Sustaining a mood of terror in any theatrical event is a tough job, but evoking horror in a tiny black box is almost impossible, something the team behind The Blood Brothers Present...The Master of Horror have learned the hard way. Buried beneath an overwhelmingly shoddy production are three highly atmospheric one-acts adapted from Stephen King short stories, yearning to slither under the audience's skin. But it's hard for "Nona" — the evening's best offering — to remain creepy when corpses get up and walk off stage.
But that's theater. Having dead men pick up fallen fedoras and scurry into the wings is forgivable. What is not forgivable is a lightboard operator flipping switches willy-nilly; a stage manager wandering on stage in the middle of a scene to carry off a door and remembering too late that she should be wearing a mask; or props that fall apart at the slightest touch.

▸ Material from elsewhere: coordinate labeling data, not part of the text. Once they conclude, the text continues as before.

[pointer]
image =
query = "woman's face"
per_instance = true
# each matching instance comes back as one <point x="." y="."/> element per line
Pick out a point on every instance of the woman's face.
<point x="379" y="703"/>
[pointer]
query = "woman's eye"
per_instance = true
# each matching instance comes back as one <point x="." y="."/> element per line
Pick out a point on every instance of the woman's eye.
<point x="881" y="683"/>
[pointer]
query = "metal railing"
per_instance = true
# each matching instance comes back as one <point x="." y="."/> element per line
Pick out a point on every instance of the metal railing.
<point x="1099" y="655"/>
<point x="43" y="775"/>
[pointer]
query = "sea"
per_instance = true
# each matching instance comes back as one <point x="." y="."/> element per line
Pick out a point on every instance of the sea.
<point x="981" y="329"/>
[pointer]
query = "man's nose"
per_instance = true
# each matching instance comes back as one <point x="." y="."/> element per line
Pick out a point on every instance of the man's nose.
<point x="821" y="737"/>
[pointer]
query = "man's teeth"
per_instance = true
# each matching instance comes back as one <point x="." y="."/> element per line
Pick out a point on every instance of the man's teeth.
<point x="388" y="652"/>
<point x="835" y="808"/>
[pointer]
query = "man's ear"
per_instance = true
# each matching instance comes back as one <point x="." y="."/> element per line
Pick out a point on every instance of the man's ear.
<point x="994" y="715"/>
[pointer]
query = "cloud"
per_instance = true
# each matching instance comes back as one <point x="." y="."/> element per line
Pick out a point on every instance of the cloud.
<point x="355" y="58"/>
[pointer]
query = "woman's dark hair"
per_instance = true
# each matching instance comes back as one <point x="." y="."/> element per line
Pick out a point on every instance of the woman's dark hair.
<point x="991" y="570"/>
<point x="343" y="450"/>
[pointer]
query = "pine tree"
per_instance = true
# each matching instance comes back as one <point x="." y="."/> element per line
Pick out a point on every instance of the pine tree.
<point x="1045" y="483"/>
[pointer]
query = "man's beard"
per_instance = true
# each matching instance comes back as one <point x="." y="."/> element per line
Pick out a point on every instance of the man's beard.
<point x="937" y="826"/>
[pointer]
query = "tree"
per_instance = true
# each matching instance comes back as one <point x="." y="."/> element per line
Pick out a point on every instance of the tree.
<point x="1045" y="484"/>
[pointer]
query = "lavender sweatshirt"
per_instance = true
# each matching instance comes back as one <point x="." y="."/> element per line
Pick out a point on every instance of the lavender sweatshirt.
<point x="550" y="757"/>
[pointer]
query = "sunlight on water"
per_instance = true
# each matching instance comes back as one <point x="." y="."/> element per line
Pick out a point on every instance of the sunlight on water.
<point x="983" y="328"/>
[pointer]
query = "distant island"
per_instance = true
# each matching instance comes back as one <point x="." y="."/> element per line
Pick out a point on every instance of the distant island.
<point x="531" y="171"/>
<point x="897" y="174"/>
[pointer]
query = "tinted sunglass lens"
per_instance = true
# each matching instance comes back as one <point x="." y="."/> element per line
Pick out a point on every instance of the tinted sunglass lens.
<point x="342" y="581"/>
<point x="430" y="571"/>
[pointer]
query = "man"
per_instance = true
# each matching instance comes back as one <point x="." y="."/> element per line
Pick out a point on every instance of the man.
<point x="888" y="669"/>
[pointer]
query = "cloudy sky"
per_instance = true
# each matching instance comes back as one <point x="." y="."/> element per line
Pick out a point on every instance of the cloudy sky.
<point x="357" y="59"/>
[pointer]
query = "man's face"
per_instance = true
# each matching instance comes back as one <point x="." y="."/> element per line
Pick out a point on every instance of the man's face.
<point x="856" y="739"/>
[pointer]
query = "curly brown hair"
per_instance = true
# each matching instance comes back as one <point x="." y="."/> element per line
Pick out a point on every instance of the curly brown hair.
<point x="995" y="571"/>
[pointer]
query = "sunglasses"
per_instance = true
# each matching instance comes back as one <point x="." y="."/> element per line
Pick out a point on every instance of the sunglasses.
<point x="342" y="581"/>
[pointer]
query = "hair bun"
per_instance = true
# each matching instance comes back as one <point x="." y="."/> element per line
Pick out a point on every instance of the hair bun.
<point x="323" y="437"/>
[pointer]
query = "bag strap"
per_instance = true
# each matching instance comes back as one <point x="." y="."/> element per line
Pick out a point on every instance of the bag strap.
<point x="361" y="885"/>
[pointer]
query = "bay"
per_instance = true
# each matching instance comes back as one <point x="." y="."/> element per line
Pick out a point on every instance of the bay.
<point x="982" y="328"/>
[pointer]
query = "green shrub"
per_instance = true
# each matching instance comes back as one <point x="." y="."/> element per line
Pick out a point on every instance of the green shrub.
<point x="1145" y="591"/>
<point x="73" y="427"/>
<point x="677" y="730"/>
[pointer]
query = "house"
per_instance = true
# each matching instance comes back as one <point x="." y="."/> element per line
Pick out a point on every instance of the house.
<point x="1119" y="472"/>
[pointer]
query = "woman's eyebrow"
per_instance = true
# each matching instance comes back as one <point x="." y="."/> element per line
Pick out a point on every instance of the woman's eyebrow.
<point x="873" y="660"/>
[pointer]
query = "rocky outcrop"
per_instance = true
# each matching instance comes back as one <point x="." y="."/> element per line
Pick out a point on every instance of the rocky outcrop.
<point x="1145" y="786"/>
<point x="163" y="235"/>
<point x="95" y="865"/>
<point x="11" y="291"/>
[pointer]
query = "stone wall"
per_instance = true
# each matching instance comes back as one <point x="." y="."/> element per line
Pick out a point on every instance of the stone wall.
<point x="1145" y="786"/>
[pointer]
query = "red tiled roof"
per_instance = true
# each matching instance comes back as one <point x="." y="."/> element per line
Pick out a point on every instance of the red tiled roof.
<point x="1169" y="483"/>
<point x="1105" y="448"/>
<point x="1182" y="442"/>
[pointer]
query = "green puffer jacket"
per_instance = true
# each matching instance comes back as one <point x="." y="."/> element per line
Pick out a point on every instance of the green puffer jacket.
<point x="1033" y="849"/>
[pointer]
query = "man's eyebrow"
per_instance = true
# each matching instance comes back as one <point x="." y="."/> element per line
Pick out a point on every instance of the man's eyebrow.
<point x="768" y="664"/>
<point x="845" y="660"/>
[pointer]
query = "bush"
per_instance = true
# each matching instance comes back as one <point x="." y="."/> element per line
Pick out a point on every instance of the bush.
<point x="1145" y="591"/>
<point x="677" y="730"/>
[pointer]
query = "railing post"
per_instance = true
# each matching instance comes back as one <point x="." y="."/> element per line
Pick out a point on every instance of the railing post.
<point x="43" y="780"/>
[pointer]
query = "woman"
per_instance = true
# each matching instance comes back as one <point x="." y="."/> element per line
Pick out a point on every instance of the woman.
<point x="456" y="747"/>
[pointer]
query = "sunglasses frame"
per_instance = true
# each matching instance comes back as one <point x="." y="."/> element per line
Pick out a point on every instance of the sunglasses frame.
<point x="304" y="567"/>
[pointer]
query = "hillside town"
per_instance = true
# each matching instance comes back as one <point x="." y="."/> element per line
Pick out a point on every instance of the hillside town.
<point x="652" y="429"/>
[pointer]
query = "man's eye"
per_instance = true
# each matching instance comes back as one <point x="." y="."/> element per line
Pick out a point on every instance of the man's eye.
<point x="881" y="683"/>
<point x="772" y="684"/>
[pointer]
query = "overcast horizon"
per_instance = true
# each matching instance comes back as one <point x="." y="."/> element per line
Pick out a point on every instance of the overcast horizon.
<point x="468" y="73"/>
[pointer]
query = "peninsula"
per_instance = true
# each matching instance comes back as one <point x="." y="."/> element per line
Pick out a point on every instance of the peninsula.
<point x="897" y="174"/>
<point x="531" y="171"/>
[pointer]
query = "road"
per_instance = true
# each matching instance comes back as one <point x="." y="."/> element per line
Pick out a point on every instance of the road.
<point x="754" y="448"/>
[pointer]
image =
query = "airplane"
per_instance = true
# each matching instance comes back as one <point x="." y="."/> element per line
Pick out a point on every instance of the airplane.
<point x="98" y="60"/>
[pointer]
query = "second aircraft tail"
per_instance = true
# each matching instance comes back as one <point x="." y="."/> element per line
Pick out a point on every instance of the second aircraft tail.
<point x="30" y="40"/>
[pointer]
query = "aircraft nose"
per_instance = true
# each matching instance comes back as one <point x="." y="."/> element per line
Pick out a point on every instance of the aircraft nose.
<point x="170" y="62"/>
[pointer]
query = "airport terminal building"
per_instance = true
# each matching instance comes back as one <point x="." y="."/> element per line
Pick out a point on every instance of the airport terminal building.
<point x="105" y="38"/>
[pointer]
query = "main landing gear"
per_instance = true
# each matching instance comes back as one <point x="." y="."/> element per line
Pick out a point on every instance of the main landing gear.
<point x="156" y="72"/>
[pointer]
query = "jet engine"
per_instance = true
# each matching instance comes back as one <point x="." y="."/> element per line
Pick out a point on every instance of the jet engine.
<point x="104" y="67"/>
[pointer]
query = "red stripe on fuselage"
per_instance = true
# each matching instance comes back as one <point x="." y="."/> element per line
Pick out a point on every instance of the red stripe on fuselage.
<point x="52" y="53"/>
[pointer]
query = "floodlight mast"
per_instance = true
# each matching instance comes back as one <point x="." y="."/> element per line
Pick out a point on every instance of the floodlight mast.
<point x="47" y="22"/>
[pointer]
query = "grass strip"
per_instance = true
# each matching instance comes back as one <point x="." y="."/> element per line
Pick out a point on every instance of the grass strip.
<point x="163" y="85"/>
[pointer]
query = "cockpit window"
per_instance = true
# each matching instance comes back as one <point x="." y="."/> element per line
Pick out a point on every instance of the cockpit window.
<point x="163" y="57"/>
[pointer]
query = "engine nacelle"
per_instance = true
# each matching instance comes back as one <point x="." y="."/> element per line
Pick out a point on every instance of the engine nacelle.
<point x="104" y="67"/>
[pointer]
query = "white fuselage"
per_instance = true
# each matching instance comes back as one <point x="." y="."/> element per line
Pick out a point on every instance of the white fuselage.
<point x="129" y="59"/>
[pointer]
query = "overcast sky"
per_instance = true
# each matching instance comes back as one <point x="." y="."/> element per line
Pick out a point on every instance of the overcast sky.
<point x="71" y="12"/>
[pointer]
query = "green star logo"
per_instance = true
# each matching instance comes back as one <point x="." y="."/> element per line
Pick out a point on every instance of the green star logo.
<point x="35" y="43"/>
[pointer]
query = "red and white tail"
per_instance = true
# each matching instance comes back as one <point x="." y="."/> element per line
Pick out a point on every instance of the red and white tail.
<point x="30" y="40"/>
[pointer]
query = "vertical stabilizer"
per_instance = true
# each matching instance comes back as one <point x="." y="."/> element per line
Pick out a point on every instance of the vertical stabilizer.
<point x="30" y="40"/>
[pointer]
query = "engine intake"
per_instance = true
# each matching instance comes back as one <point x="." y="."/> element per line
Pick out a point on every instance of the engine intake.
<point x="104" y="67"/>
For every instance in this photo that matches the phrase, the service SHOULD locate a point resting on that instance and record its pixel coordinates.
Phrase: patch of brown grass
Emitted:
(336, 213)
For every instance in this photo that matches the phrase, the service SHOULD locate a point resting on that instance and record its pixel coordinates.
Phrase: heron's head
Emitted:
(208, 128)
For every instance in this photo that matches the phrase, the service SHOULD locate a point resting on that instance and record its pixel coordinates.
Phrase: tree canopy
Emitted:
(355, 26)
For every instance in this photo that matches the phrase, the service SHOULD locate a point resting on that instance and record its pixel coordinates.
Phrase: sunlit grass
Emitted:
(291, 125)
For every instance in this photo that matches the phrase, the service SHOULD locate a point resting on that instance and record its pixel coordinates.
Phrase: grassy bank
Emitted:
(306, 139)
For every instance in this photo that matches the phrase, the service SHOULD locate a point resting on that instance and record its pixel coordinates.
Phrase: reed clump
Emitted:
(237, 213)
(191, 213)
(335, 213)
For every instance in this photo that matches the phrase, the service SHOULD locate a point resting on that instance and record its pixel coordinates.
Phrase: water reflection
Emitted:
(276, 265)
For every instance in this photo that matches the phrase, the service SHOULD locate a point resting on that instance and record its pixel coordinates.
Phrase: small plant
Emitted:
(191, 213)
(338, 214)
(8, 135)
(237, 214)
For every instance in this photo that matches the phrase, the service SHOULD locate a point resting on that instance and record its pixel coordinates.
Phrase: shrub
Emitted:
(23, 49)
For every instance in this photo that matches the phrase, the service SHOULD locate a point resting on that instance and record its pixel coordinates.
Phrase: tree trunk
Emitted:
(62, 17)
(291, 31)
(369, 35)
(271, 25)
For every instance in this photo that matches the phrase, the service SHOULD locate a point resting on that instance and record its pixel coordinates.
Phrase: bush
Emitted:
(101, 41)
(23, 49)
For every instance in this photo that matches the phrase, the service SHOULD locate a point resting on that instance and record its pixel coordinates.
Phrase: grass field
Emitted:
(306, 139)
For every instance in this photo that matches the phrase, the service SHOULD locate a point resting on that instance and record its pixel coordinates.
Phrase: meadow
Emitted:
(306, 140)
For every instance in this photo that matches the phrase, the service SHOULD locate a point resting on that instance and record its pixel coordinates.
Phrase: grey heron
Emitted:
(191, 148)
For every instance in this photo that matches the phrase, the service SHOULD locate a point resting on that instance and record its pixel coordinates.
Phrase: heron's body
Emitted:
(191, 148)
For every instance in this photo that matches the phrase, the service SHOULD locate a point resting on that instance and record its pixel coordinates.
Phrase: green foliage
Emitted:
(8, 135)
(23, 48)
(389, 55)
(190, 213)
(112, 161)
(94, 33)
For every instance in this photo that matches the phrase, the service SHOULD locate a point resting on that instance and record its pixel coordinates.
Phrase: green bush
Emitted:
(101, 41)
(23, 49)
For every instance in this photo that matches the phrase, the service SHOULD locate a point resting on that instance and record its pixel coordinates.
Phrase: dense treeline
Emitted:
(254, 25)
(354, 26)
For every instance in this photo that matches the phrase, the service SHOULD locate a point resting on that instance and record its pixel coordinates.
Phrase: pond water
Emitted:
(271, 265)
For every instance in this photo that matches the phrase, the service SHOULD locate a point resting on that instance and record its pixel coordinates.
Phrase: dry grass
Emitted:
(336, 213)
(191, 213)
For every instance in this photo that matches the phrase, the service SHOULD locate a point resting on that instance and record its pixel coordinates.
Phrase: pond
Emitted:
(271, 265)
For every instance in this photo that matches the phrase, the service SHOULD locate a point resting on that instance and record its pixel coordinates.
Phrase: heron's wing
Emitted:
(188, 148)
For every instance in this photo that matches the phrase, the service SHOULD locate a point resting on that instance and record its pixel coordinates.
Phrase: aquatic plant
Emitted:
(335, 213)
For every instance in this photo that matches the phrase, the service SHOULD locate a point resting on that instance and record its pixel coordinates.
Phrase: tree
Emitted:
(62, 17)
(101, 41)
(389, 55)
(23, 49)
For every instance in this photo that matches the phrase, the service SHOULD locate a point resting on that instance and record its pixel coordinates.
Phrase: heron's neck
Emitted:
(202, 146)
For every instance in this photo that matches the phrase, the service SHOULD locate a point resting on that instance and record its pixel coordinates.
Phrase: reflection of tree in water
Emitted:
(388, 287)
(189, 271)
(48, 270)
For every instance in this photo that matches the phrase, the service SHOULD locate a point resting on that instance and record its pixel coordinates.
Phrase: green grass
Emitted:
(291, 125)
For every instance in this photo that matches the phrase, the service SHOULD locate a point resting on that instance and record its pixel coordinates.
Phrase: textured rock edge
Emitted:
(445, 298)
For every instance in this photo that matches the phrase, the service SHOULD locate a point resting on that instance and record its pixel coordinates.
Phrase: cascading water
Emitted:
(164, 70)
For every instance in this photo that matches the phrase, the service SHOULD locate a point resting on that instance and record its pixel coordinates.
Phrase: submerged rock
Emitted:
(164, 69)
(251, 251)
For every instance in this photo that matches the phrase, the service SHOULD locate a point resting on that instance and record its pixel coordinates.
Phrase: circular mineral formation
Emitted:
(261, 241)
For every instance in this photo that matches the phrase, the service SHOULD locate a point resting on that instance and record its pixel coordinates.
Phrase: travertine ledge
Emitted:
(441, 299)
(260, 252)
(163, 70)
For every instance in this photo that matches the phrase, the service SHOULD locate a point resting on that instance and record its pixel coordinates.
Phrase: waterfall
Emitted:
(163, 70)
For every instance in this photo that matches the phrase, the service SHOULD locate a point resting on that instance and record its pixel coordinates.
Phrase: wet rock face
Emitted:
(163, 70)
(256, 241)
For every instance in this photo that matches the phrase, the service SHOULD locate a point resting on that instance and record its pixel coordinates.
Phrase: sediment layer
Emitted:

Luckily, the acting almost makes up for the disappointing production. With a single, brilliant ad lib after a make-shift car fell apart, Jeremy Goren would have been the evening's standout. But he also brings a surprising blend of pathos and humor to "Nona" and delivers a satisfyingly over-the-top turn in the evening's closer, "In the Deathroom." Draggingly staged by Pete Boisvert, the latter one-act is easily the evening's weakest offering, showing no one off to advantage. "Quitters, Inc.," the second one-act, is unconvincingly acted by Michael Criscuolo and Marc Landers as a smoker and the man who'll make him stop or else, respectively.
Padded with two brief, overly elaborate vignettes about real-life horror stories with a connection to King, The Master of Horror never quite delivers on its potential to be a creepy-crawly night at the theater
Presented by Nosedive Productions
at the Gene Frankel Underground, 24 Bond St., NYC.
Oct. 9-Nov. 1. Thurs.-Sat., 7:30 p.m.